Horton, have you tried 5 HTP, tryptophan, or phenibut? Or low dose SSRI? Tramadol? They can all be really strong and come with side effects.
Yoga and meditation are completely work too, over time. When you have PE your nerves are in sympathetic dominance, anything to calm the nervous system will work to cure it.
Cold showers, vigorous exercise, these also work. Drinking caffiene should be off the table completely with PE. I believe Horton is a pretty avid runner. If the no O thing won't work unless he has to have control over his ejaculations.
I'm in a world of DE right now, so having sex and not O'ing is easy, if I had PE, well, I'm not sure what I would do. Hellish combination for a reboot. Marijuana can work for some, but is of course illegal.
It's a pickle.
I deal with PE a lot as well. It's rarely a 30 second thing but at times it feels like it could be. If I haven't had sex for say 5 days or so, some positions make me want to O very quick. I'll change to missionary...a position I can last longer at. What helps me to last is keeping my eyes focused on on her face and kissing (looking down at me thrusting or a very attractive part of hers makes me O faster). And I vary the pace as well.
Strangely when I was Mr. PMO and using ED drugs I had DE instead most of the time.
I almost hate to say this because it's not totally gone, but my PE is under way better control than it used to be. At least 80% of the time I'm able to have enough control to hold off until she finishes. It's fairly rare that I cannot any more. Sometimes she can finish pretty quick so I don't have to last long anyway, but once she gets hers, then I don't have PE any more ;-)
No other new progress. Erections with drugs work. Without, it's iffy.
Dude, that's awesome progress.
To be clear, I still have to pace things to keep the PE under control - it's not like I can just do whatever I want. But I'm able to at least through slow movements and pacing get my gf where she needs to be.
Example, last night: It's been 48 hrs since I took some Viagra and 72 since Cialis, so not sure if I still have those in my system or not. I always feel like they linger a long time with me. Anyway got hard messing around and got on top, and was able to move slowly and deliberately and get her off. Then we crashed and went to bed.

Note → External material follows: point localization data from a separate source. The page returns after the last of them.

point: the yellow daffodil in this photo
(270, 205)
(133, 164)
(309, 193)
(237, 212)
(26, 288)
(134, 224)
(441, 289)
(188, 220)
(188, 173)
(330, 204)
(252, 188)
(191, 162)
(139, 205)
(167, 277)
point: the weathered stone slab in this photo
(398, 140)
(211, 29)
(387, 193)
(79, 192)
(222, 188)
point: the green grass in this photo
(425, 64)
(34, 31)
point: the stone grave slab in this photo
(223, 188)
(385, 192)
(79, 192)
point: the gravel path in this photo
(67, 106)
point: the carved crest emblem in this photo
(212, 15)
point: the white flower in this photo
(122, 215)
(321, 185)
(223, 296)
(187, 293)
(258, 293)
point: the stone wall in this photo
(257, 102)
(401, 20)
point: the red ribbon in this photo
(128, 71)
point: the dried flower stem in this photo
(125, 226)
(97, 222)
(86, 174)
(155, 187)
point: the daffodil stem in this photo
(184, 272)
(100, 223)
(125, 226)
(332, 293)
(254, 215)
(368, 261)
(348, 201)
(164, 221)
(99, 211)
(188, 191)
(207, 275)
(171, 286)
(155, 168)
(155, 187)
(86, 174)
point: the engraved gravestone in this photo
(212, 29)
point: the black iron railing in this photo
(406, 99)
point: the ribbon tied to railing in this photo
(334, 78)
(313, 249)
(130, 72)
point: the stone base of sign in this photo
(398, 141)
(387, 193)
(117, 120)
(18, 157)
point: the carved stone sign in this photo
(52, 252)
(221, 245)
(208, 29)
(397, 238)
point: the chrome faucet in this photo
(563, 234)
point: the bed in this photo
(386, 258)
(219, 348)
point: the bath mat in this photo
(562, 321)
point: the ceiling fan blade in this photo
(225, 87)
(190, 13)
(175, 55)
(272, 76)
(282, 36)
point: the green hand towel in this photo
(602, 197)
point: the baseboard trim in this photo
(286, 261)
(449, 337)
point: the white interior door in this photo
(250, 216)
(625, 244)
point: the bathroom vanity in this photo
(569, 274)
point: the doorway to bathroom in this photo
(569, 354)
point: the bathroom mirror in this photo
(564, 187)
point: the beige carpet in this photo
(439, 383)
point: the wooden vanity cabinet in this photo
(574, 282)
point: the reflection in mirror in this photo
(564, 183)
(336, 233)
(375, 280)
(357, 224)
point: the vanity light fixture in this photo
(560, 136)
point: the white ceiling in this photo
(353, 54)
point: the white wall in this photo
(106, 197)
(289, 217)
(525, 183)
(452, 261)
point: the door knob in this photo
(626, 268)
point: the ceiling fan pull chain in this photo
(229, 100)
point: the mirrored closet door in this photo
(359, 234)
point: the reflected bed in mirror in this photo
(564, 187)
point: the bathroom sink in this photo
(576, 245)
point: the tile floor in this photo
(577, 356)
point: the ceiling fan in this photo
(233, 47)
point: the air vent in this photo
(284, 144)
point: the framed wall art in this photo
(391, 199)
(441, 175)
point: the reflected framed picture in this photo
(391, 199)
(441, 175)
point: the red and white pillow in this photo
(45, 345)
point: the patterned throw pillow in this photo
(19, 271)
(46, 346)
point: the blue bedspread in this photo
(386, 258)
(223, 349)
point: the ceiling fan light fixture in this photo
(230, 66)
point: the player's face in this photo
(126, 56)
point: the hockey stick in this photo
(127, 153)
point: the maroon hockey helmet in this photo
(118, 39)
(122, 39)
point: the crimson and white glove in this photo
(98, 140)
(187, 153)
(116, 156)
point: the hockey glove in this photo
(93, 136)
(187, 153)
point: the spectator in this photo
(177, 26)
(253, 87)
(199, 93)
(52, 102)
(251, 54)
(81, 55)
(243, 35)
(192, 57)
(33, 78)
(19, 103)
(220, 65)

That's awesome! You seem to be in a much better place these days. I couldn't be happier for you. Would you say that you're a believer now that you could be fully cured at some point?
Interesting question...and I think at least right now the answer is still no. Not fully cured, and probably not even somewhat.
I still wonder if the times when I'm not using drugs but get erections are just from "leftover" drugs in my system. This week it was just 48 hours. Sometimes it's been maybe 4-5 days. But I feel like much longer than that, and things just wouldn't work at all. I guess I honestly don't know at this point because I haven't tried.
But I still think the damage is permanent. Even though function is improving due to meds, and maybe even sometimes without them, I can just feel there's something not right. It's hard to explain, but I know that things are still very far from normal, and in many ways not better than the start.
So....I think the answer is that I still believe I'll never be fully cured. I can't even say how far along I really am right now since I use the meds more often than not.
There are no scientific studies to support the theory that behavioral addiction brain changes are permanent, but there are lots of studies and anecdotal reports to the contrary. Have you read Doidge's book?